ああ、でも、確かに、年単位で海外に行きたいんだけどとナッチに相談されていたら、きっと俺は反対していただろうな。置いていかれて、ひとりになりたくなかったから……。
「……止める間もなかった。ナッチから三日後に海外に行くって宣言があって、それで終わり。三日後には荷造り全部終えて、じゃあねって居なくなった」
「ちょっと待って、喧嘩もしてないの?」
「してないけど」
「それ、別れてないんじゃない?」
「別れたよ。そもそも、海外に行く話の直前にプロポーズも断られてるし」
「プロポーズもしてたんだ……。それは、辛かったねぇ」
「まあな。絶対オッケーもらえると確信してたから、無理って言われた時には、自分の耳がどうにかなったのかと思ったよ」
「プロポーズの返事が、無理?」
「そ。海外に行くからずっと一緒にいるのは無理って」
「……じゃあさ。ずっと一緒じゃなくてもいいなら、無理じゃなかったんじゃないの?」
「え?」
「え? じゃなくて! あなたとは結婚できないって、はっきり言われたわけじゃないんでしょ?」
「え、あ、いや……。それは、言われた」
――ずっとふたり一緒に誕生日を祝うのが無理。あたし、三日後にはオーストリアだから、カッチとは結婚できない。

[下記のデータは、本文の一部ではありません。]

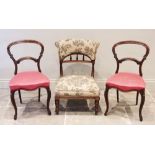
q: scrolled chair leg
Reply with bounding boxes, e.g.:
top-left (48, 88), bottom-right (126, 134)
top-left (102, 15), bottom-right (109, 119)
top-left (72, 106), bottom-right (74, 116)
top-left (104, 86), bottom-right (109, 116)
top-left (139, 90), bottom-right (145, 121)
top-left (46, 87), bottom-right (51, 115)
top-left (10, 91), bottom-right (17, 120)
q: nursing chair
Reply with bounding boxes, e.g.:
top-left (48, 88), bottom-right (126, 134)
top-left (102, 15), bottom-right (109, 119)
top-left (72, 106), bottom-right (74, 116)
top-left (104, 41), bottom-right (149, 121)
top-left (7, 40), bottom-right (51, 120)
top-left (55, 39), bottom-right (100, 115)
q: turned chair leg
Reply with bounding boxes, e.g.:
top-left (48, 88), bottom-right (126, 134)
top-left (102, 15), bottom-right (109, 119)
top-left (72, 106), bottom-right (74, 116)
top-left (116, 89), bottom-right (119, 103)
top-left (104, 86), bottom-right (109, 116)
top-left (45, 87), bottom-right (51, 115)
top-left (38, 88), bottom-right (41, 102)
top-left (18, 90), bottom-right (22, 103)
top-left (95, 99), bottom-right (100, 115)
top-left (136, 91), bottom-right (139, 105)
top-left (10, 91), bottom-right (17, 120)
top-left (55, 98), bottom-right (59, 115)
top-left (139, 90), bottom-right (145, 121)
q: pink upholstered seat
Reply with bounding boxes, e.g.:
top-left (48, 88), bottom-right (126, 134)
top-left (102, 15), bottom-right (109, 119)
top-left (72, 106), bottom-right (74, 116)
top-left (10, 71), bottom-right (50, 91)
top-left (106, 72), bottom-right (145, 91)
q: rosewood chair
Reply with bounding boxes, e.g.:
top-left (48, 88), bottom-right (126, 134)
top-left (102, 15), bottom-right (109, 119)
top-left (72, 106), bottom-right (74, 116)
top-left (7, 40), bottom-right (51, 120)
top-left (55, 39), bottom-right (100, 115)
top-left (104, 41), bottom-right (149, 121)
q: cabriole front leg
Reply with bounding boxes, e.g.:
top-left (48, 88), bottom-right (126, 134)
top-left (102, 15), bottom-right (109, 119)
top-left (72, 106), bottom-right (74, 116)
top-left (139, 90), bottom-right (145, 121)
top-left (10, 91), bottom-right (17, 120)
top-left (95, 99), bottom-right (99, 115)
top-left (45, 87), bottom-right (51, 115)
top-left (104, 86), bottom-right (109, 116)
top-left (55, 98), bottom-right (59, 115)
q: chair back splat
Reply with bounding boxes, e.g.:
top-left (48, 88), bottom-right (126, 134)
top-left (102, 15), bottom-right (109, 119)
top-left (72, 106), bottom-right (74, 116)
top-left (7, 40), bottom-right (44, 74)
top-left (112, 40), bottom-right (150, 76)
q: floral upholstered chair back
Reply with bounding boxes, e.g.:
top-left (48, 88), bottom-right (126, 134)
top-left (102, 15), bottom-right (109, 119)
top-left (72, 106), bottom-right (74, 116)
top-left (55, 39), bottom-right (99, 76)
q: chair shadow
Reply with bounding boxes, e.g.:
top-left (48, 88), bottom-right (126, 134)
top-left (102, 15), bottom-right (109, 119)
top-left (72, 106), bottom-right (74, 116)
top-left (65, 99), bottom-right (101, 112)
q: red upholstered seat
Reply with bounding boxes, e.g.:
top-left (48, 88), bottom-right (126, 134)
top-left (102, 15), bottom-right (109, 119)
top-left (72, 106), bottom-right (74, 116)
top-left (10, 71), bottom-right (50, 90)
top-left (106, 72), bottom-right (145, 91)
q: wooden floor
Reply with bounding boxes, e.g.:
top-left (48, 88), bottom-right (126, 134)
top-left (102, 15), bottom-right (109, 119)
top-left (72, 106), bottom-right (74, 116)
top-left (0, 83), bottom-right (155, 125)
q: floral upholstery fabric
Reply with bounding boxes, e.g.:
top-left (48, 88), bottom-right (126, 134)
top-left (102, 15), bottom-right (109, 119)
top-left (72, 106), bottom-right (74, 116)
top-left (55, 39), bottom-right (99, 60)
top-left (55, 75), bottom-right (100, 96)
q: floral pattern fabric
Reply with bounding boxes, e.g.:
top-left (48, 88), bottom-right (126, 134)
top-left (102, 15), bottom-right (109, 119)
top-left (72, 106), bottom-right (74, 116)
top-left (55, 39), bottom-right (99, 60)
top-left (55, 75), bottom-right (100, 96)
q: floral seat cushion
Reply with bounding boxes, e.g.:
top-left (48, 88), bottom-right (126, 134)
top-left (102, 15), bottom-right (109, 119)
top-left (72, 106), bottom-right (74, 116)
top-left (55, 75), bottom-right (100, 96)
top-left (55, 39), bottom-right (99, 60)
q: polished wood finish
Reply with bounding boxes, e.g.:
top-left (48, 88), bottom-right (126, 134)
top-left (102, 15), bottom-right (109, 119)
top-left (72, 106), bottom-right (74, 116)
top-left (7, 40), bottom-right (51, 120)
top-left (59, 52), bottom-right (95, 77)
top-left (55, 52), bottom-right (100, 115)
top-left (104, 40), bottom-right (150, 121)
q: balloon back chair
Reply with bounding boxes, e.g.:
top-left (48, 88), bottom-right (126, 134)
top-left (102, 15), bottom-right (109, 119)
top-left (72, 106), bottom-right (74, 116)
top-left (7, 40), bottom-right (51, 120)
top-left (55, 39), bottom-right (100, 115)
top-left (104, 41), bottom-right (149, 121)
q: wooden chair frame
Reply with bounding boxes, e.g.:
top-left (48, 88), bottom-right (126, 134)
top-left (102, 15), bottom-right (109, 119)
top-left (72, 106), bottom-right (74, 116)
top-left (7, 40), bottom-right (51, 120)
top-left (55, 52), bottom-right (100, 115)
top-left (104, 41), bottom-right (150, 121)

二年前の記憶を引っ張り出して、ナッチの言葉を再現する。
真希は、酸っぱいものを食べたような顔をした。
「なんでそこで、毎年じゃなくてもいいからって言わなかったのよ」
「言ったところで、引き止められなかったし」
「引き止めなくてもいいでしょ? 戻って来るまで待ってればいいだけだったんだから」
「待つのか……。その発想はなかったな」
ずっと一緒に居ることしか考えていなかった。ひとりになるなんて考えたくもなかったから。
「あー、もう! 喧嘩したわけじゃないんなら、まだ間に合うかもしれないわよ? ねえ、今からでも夏美ちゃんとコンタクト取ってみたら? 向こうに新しい彼氏ができてたら、もう手遅れになっちゃうわよ」
「手遅れもなにも、俺はすでにナッチに捨てられてるんだから、もう拾ったりはしないと思うぞ。それこそ《無理》だ。……ナッチからは別れ際に幸せになってねって言われたし、ナッチ以外の幸せを捜すさ」
「……諦めが早すぎるような気がするんだけど……」
真希の溜め息交じりの声に、堅司が数え切れないほど何度も頷いている。見てるだけで眩暈がしそうだ。
「もう良いんだ。東京でのことは全部終わったんだよ。ナッチも仕事も……。俺は、こっちで一からやりなおすんだから」
前向きだろ? と問いかけたが、二人とも頷いてはくれなかった。
「とりあえずあんたの意志は尊重するけど……。私、たまに夏美ちゃんのインスタグラムにコメントしてるの。止めたほうが良い?」
「俺のことは気にしなくて良い。真希がナッチを気に入ってるんなら、今まで通りのスタンスでつき合ってやってくれよ」
「わかった。それと、一からやりなおす手助けはいる?」
「ん?」
「仕事とかこっちで捜すなら、お祖父ちゃん達に頼めば、いくつか伝手があると思うし。恋人だって、勝矢なら見合いの話はいくらでも紹介できるよ」
「あー、それはどっちも遠慮しとく。焦って飛びついてもろくなことがないって学習したしな」
「まだ二十七歳だし、焦ることもないか」
「まあな。次はヘマしないよう、のんびり頑張るさ」
ヘラヘラと笑いながら、網戸越しに庭を眺めた。
外はすっかり暗くなり、庭の全てを見渡せる日中とは違い、今は部屋からこぼれ出た灯りに照らされたところしか見えない。
まるで、今の俺のようだ。
そう、ふと思った後で、ちょっと詩的な表現過ぎるなと照れ臭くもなる。
真希や堅司に言ったら、クサいことを考えるのねと笑われるだろう。笑われるのは嫌だから話さない。
格好をつけることもできず、かといって三枚目にもなりきれない。
中途半端で、どうにも収まりが悪い。
それが俺だ。
ナッチにはもう捨てられたんだから終わったんだと言い切りながら、ナッチとの楽しかった思い出を捨てることができずにいる。
もしかしたらよりを戻せるかもなんて考えられない。
もしかしたらよりを戻せないかもしれないから……。
一度手に入れた幸せを無くしてしまったから、また失うのが怖い。
手に入れられるかもしれないと、期待するのが怖い。
そもそも俺は、手に入れたいと思うのが怖いのかもしれない。
――八方ふさがりだな。
それでも、灯りさえあれば暗闇の中、見えるものもある。
ここでなら、立ち止まっていても、手を差し伸べてくれる人達がいる。
だからとりあえず、ここでまたしっかり根を張って生活できるようになろう。
今はそれしか考えられなかった。